Competition among tanneries across the world continues, of course, but changes in the situation in China are adding to Mr Bermúdez’s optimism. “The Chinese government has developed the infrastructure across the country and is now beginning to motivate the consumption of goods there,” he says. “And the reality is that consumption is going on. Chinese consumers are buying more and more, at every price-point, including luxury. I’ve seen it and I’ve been impressed. There are now more LVMH stores in Shanghai than there are in New York City. But there is an increase in manufacturing costs there, and we are levelling the difference and our proximity to the Americas and Europe gives us an opportunity to keep growing.”
Social concerns
When the Bermúdez family set up its rum venture in 1852, the distillery was outside the city of Santiago. For practical, as well as what we have come to call corporate social responsibility reasons, the family built homes near the site for its workers. Because the idea was a success, it did the same thing for the first workers in the tannery in 1940. Many of the tannery houses are still there, although few Artículos de Piel Los Favoritos employees live in them now and the city has swallowed the area up during a series of expansions that have taken place, but it is still known as the Ensanche Bermúdez, or the Bermúdez district, a testimony to the level of care the company has shown for its workers.
Aquiles Bermúdez describes the Dominican Republic as “a mature country”, one with clear labour laws. “We try to do our job within the law,” he explains. “We don’t want to put our customers, the company or the investment we have made in it at risk by cutting any corners. We have been in the leather industry for three generations and we have workers who have been with us for 40 years. We believe in investing in our workers’ capabilities. There is a formal training programme and we make sure they have medical health insurance.”

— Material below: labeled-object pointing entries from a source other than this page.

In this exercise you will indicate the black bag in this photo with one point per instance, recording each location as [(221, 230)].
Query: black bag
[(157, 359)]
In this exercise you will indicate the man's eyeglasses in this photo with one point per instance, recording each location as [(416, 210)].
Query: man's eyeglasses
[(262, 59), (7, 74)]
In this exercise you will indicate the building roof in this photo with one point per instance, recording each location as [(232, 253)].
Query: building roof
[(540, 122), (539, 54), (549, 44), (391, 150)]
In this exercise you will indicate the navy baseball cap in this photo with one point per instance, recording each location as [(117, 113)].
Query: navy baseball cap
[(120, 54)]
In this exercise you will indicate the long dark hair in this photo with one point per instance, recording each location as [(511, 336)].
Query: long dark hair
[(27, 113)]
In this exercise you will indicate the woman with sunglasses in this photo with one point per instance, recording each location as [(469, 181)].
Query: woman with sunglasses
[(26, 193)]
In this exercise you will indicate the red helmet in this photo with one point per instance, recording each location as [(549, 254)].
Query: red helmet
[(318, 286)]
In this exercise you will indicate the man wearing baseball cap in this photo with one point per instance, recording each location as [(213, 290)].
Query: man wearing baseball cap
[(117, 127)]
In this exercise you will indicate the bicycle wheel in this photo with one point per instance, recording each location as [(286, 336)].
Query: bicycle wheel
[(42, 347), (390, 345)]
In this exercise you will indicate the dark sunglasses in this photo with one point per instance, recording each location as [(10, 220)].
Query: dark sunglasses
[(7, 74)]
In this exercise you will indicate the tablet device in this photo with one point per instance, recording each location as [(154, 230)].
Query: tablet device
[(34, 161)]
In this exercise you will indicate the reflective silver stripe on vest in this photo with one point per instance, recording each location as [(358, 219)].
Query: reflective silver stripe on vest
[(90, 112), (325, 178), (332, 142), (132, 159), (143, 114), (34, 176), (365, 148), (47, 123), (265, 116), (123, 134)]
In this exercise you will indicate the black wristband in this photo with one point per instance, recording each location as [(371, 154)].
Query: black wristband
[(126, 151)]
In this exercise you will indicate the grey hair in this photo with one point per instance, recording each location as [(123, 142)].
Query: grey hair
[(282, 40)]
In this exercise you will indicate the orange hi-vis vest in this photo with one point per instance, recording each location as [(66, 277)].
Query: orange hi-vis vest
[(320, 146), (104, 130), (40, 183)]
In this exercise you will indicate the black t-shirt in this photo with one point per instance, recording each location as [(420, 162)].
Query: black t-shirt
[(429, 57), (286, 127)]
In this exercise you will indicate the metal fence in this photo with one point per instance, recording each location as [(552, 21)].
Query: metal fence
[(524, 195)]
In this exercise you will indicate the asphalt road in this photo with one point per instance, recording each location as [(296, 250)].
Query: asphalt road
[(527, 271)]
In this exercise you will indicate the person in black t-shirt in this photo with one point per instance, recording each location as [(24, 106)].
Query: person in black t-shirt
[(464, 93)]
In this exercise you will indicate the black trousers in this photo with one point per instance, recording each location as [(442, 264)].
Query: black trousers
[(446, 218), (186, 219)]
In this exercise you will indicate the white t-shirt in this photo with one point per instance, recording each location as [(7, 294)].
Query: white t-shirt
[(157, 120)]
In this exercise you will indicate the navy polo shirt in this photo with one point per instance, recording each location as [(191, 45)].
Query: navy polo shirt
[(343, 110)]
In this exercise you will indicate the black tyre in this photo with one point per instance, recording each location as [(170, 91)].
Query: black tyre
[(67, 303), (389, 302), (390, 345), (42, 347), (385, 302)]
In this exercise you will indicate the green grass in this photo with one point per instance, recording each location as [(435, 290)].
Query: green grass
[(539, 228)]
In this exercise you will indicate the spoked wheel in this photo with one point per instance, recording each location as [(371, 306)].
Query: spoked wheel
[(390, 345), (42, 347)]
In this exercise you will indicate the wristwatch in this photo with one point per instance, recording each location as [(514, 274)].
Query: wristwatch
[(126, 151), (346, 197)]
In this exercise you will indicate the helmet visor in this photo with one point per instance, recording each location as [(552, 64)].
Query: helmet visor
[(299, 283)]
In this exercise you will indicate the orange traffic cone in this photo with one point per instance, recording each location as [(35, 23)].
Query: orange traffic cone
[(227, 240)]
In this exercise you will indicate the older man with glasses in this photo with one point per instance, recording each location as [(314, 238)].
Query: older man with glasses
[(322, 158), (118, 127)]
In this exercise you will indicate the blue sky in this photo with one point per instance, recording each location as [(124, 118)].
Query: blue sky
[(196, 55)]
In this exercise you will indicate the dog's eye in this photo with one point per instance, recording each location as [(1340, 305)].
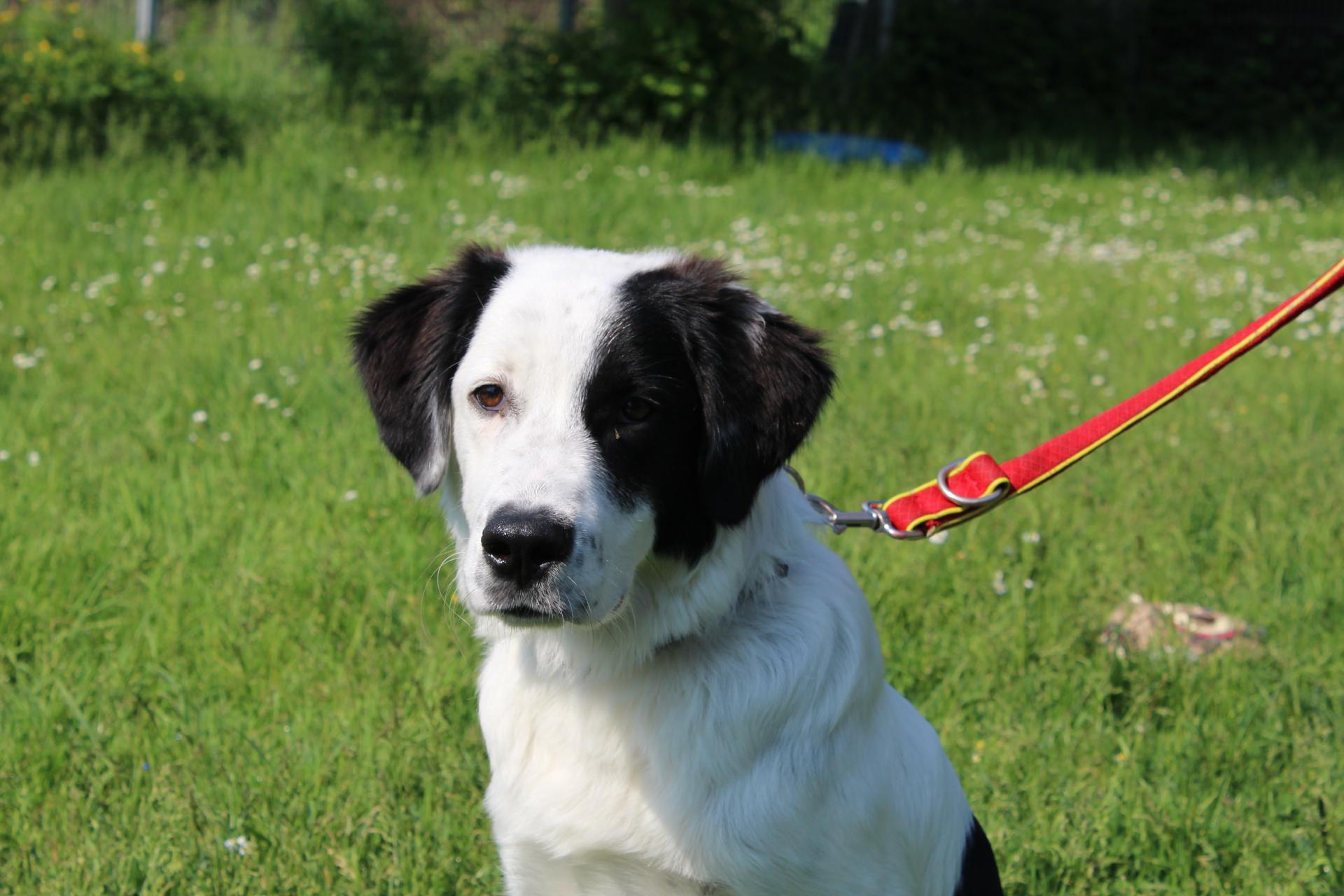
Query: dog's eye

He talks briefly about efforts the company has gone to in aid of people beyond the boundaries of the tannery. “We’ve been helping people who came from the countryside to the city and ended up living in shacks beside the river,” he says. “There were areas that needed careful maintenance for environmental reasons so we’ve been buying land and promoting the transfer of these families to safer lands, places where there are proper utilities and no risk of flooding. We give them the title for the new land so that they can then enter the financial system; they have the right to sell that property and this enables them to raise capital.”
He relates this modestly and in a matter-of-fact way and neglects to point out a plaque on the wall, which was presented to Mr Bermúdez in March 2009 by an organisation called The Office for Community Development. It recognises Aquiles Bermúdez for what it calls “his contribution to the development of communities in Santiago” and goes on to refer to him as “a tireless fighter in the defence of the most needy”.
What he does admit to being proud of is the length of time his family has been in the city of Santiago and the amount of good it has done for the local people through the generations. “We are an industrial family,” he says. “We are creating jobs and helping the country develop. Personally, I am proud of that. We believe in what we’re doing. We take the design of new leather and the adoption of new technology very seriously. We have to be creative and innovative and to have very good controls and metrics. This industry is complicated. The raw material changes with the seasons and is affected by the weather, but we have to try to control all these variables in our processes while, at the same time, making the processes more environmentally friendly.”